Guide Tips & Tricks
June 9, 2026 8 mins. read

Managing CRE Comps in Spreadsheets: When Your File Starts to Break

Managing CRE Comps in Spreadsheets: When Your File Starts to Break

Most brokers will tell you their comp spreadsheet works fine. They are usually right, for now. Managing CRE comps in spreadsheets holds up well at first, which is exactly why the failure catches people off guard. The file does not break all at once. It breaks at predictable thresholds, and the trouble is that you cannot see the next one coming until you are already past it. 

Psychologists have a name for this blind spot. Normalcy bias is the tendency to assume things will keep working the way they always have, which leads people to discount warning signs and delay action right up until a problem becomes a crisis. It is well documented in disaster research, where people underestimate a threat because nothing has gone seriously wrong yet. Your comp file triggers the same instinct. It worked yesterday, so it will work tomorrow, so why look closer. 

Below, we map the thresholds so you can look closer. You will see the specific failure modes that show up at 50, 200, and 500 comps, so you can check your own file against them instead of guessing. The point is not that spreadsheets are bad. The point is knowing exactly when yours will start to fail and what that failure looks like. 

The False Confidence Problem 

comps in spreadsheets - the false confidence problem

Ask ten brokers how their spreadsheet is holding up and most will say it is working great. The reason is simple: they have not hit the next threshold yet. A file with 60 comps behaves nothing like a file with 400, but the broker at 60 has no way of knowing what is coming. 

This is why spreadsheet failure feels like bad luck rather than a pattern. A sort scrambles a column one afternoon. A formula returns the wrong number three weeks later. A teammate emails back an outdated version. Each event looks like a one-off bug, so you fix it and move on. You never connect with them because they arrive too far apart to feel related. 

They are related. They are the same structural problem showing up at different sizes. Once you see the thresholds, the random bugs stop looking random. 

This Is Not a Small-Broker Problem 

JP Morgan file issue

It would be easy to read all of this as a skill issue, the sort of thing that only happens to brokers who are not careful with their files. The record says otherwise. In 2012, JPMorgan lost more than six billion dollars in the trading episode known as the London Whale, and the bank’s own investigation traced part of the failure to a risk model that ran through a chain of Excel spreadsheets, with data copied and pasted from one sheet to the next by hand. The internal review had flagged that the process should be automated. It never was. One formula divided by a sum where it should have been divided by an average, and the model quietly understated the bank’s true risk. 

The lesson is not about banking. It is that spreadsheets fail silently. They do not warn you when a formula drifts or a paste lands in the wrong cell. They just hand you a number that looks right and is wrong. A team of quants at one of the largest banks in the world could not out-discipline that flaw, which tells you it is not a discipline problem. It is built into the tool. 

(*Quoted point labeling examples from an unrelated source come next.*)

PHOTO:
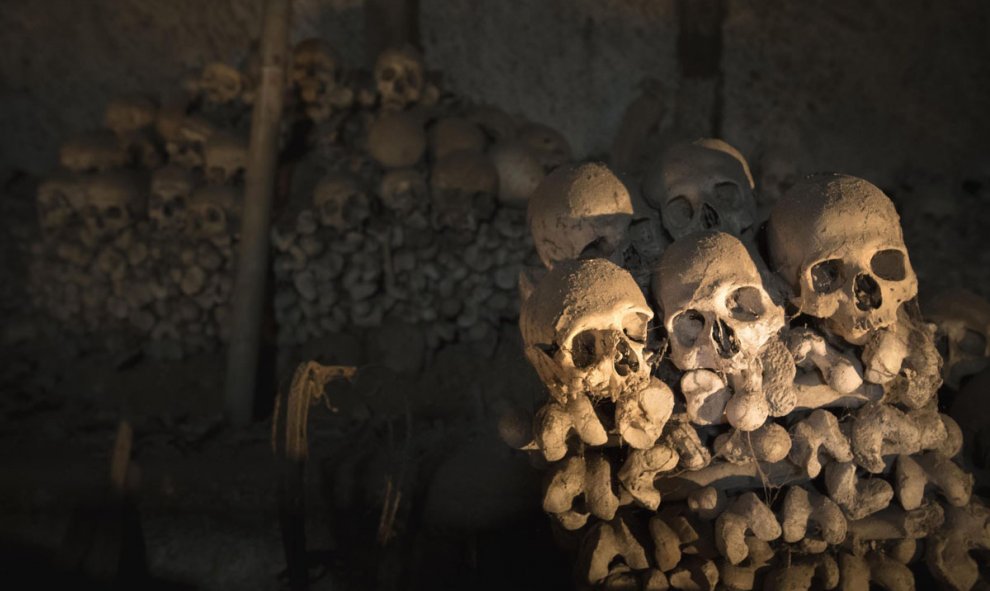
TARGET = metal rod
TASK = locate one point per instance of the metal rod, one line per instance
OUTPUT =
(249, 287)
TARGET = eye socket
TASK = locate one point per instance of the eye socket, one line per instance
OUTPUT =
(678, 211)
(584, 349)
(688, 326)
(745, 304)
(826, 276)
(889, 264)
(727, 193)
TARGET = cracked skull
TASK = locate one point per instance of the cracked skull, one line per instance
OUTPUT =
(579, 211)
(585, 328)
(704, 185)
(340, 202)
(837, 242)
(716, 310)
(400, 77)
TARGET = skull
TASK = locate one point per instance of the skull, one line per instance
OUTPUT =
(704, 185)
(127, 115)
(340, 202)
(225, 156)
(60, 200)
(396, 140)
(404, 191)
(584, 329)
(463, 189)
(579, 211)
(221, 84)
(400, 77)
(212, 211)
(171, 188)
(314, 69)
(716, 310)
(113, 202)
(836, 240)
(93, 151)
(963, 320)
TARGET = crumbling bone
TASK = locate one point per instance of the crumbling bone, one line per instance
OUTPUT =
(579, 211)
(703, 185)
(815, 436)
(855, 272)
(857, 497)
(747, 513)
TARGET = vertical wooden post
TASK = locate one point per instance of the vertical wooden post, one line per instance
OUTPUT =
(252, 265)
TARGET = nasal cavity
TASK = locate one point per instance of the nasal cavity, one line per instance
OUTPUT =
(709, 217)
(725, 339)
(867, 293)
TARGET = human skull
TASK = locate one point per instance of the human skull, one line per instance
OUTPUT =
(963, 320)
(221, 84)
(171, 189)
(584, 329)
(716, 310)
(837, 241)
(114, 200)
(314, 69)
(93, 151)
(703, 185)
(340, 202)
(404, 191)
(400, 77)
(126, 115)
(579, 211)
(60, 199)
(212, 211)
(463, 189)
(225, 156)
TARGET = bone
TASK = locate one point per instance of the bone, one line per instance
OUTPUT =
(638, 473)
(813, 438)
(857, 497)
(746, 514)
(770, 443)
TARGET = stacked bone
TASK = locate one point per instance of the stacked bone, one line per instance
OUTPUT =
(411, 204)
(778, 450)
(138, 225)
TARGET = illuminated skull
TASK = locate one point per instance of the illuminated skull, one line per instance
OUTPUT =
(585, 327)
(837, 241)
(704, 185)
(400, 77)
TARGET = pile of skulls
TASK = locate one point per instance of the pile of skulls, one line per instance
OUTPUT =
(408, 203)
(771, 420)
(138, 225)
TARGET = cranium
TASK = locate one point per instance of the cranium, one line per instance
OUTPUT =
(171, 189)
(225, 156)
(314, 69)
(404, 191)
(114, 200)
(836, 240)
(221, 84)
(716, 310)
(126, 115)
(61, 198)
(579, 211)
(400, 77)
(93, 151)
(340, 202)
(584, 328)
(704, 185)
(212, 211)
(963, 320)
(463, 189)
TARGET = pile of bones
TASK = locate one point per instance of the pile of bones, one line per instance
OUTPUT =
(406, 201)
(750, 406)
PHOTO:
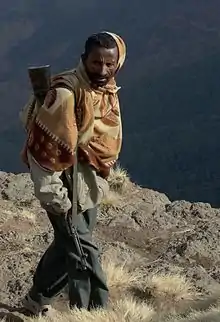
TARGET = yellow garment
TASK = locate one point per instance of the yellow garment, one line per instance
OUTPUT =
(54, 129)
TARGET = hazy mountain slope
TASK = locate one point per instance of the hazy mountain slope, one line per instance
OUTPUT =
(169, 84)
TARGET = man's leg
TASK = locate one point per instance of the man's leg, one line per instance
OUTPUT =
(89, 287)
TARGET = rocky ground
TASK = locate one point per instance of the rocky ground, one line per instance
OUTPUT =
(151, 233)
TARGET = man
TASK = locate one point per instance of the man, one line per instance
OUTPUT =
(80, 112)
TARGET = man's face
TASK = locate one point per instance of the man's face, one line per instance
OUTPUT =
(101, 65)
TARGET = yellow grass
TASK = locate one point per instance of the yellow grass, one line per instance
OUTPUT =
(118, 179)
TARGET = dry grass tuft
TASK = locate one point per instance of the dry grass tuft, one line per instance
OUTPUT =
(112, 200)
(168, 293)
(118, 179)
(212, 315)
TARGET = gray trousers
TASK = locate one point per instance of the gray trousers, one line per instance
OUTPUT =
(58, 266)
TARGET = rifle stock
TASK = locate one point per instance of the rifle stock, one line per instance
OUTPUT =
(40, 77)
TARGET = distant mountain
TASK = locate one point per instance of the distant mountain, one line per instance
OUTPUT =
(170, 96)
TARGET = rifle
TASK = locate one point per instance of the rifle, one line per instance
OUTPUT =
(40, 78)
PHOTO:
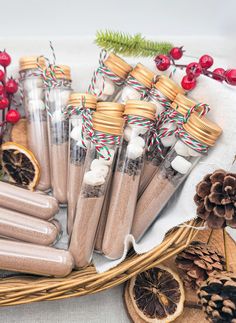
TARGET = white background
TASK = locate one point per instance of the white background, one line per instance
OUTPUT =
(202, 26)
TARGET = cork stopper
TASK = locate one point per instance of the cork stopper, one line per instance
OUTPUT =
(90, 100)
(63, 72)
(143, 75)
(182, 104)
(108, 124)
(118, 66)
(29, 62)
(202, 129)
(140, 108)
(111, 108)
(168, 87)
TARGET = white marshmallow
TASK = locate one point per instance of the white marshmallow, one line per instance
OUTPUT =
(76, 122)
(76, 133)
(36, 105)
(65, 97)
(58, 96)
(181, 165)
(168, 141)
(96, 163)
(129, 93)
(32, 83)
(93, 179)
(105, 153)
(102, 97)
(138, 130)
(102, 170)
(134, 151)
(57, 116)
(181, 149)
(139, 141)
(109, 87)
(193, 152)
(36, 94)
(127, 133)
(80, 143)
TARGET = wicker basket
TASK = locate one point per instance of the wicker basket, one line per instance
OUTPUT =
(26, 289)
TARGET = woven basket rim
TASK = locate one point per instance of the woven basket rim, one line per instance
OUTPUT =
(26, 289)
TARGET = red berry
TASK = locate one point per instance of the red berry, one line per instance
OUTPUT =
(193, 69)
(176, 52)
(5, 59)
(1, 89)
(2, 75)
(13, 116)
(188, 83)
(218, 74)
(206, 61)
(230, 76)
(4, 102)
(11, 86)
(162, 62)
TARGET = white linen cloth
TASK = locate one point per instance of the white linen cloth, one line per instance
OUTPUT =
(82, 55)
(181, 208)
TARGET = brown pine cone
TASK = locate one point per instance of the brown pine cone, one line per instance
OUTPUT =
(197, 262)
(216, 199)
(218, 298)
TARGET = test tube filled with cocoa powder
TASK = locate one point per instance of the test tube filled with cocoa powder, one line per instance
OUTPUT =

At 50 Comps: Mostly Smooth, First Hairline CracksAt 50 Comps: Mostly Smooth, First Hairline Cracks 

At around 50 comps, your spreadsheet is doing its job and doing it well. This is the stage where everyone falls in love with the tool, and for good reason. 

Lookups are fast. You can scan the whole sheet on one screen. Basic sorting by price per square foot rent, or market, or date works as expected. Conditional formatting highlights the deals you care about. If you need to find a comp, you will find it in seconds. Nothing about this size strains the format. 

But the first hairline cracks appear here, and they are easy to wave off. You start deduplicating by hand, because you entered the same property twice under two slightly different addresses. You hit the occasional sort error, the kind where you sorted one column but forgot to extend the selection, so half your rows now carry the wrong data. You catch it this time. The worry is the time you do not. 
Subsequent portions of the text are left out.